Over the course of my life, I have been an attorney, I’ve been a professor, I’ve been a state senator, I’ve been a U.S. senator — and I currently am serving as President of the United States. But I can say without hesitation that the most challenging, most fulfilling, most important job I will have during my time on this Earth is to be Sasha and Malia’s dad
Here is my favorite part:
That's not to say I've always been a perfect dad. I haven't. When Malia and Sasha were younger, work kept me away from home more than it should have. At times, the burden of raising our two daughters has fallen too heavily on Michelle. During the campaign, not a day went by that I didn't wish I could spend more time with the family I love more than anything else in the world.
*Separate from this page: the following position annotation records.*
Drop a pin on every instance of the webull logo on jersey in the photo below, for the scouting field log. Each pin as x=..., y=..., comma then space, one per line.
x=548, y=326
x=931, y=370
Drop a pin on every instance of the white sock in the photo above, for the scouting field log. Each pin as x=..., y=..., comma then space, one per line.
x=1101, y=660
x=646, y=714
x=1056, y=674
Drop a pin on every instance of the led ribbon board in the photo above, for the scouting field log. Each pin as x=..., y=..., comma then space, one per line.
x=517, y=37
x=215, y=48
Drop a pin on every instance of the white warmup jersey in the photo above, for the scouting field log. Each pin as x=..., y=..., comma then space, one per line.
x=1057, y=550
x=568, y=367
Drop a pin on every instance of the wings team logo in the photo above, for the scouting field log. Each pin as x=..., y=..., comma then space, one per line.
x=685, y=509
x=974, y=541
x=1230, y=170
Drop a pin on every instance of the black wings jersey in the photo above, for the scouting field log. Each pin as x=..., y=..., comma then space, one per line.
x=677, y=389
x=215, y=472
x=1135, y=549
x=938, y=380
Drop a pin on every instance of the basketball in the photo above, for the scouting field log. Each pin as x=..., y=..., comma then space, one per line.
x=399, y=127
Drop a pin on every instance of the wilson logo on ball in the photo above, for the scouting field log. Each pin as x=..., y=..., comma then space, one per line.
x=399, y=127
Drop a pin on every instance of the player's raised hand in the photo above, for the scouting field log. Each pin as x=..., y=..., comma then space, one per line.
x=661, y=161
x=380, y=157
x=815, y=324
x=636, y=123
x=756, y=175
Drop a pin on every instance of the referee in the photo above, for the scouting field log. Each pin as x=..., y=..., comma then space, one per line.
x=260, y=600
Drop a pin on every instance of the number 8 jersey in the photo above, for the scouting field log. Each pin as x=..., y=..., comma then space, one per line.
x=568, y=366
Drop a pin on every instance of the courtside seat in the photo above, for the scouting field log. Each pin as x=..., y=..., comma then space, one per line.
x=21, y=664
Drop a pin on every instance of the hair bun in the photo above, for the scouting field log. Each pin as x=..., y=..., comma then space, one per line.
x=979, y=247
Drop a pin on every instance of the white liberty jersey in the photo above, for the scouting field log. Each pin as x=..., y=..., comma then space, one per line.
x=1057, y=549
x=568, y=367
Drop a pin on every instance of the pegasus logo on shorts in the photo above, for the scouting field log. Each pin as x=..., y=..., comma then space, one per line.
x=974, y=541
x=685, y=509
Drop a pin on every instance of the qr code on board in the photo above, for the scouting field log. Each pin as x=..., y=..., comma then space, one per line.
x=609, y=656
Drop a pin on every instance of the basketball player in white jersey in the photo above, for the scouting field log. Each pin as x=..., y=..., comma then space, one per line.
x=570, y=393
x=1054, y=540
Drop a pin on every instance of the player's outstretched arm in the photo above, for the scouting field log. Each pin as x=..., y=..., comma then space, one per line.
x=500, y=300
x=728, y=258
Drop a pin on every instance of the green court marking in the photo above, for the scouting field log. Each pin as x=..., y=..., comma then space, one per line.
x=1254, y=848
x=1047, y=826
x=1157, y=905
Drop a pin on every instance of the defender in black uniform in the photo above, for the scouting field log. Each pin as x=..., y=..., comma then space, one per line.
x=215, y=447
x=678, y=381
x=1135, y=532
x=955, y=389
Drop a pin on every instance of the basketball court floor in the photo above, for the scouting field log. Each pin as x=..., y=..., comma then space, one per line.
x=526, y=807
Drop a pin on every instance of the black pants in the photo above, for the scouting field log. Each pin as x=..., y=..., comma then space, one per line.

But through my own experiences, and my continued efforts to be a better father, I have learned something over the years about what children need most from their parents.
They need our time, measured not only in the number of hours we spend with them each day, but what we do with those hours. I've learned that children don't just need us physically present, but emotionally available – willing to listen and pay attention and participate in their daily lives. Children need structure, which includes learning the values of self-discipline and responsibility.
I also had an absentee father and was raised by my hard working single mother.
My mom was not perfect, and she was often exasperated by my behaviors, but she was there when I needed her. Every single time.
When my daughter was born I swore that every time she fell down I would be there to pick her up. That every time she woke up from a nightmare I would be there to chase away the bad dreams. That every time she did not think she could do something, I would be right there telling her that yes she could, and that I had all of the faith in the world in her.
I was not able to there every single time she needed me because after we split her mother wanted to move out of state, but I was still present as often as was humanly possible. And there was never a time that she needed to talk to me that I did not pick up the phone, or that she wanted to come home that I did not scrape together the money for the ticket, or a time when she needed limits set that I allowed the fact that I missed her so very much while she was gone to keep me from doing my parental duty and saying "No." (Which is perhaps the MOST important word a parent ever says to the child that they love.)
Just like my President, I have not always been the perfect dad. But don't tell my daughter that, because despite my many failings, she actually thinks I have.
And I kind of think that when Malia and Sasha are older they will have the very same opinion of THEIR father. Don't you think?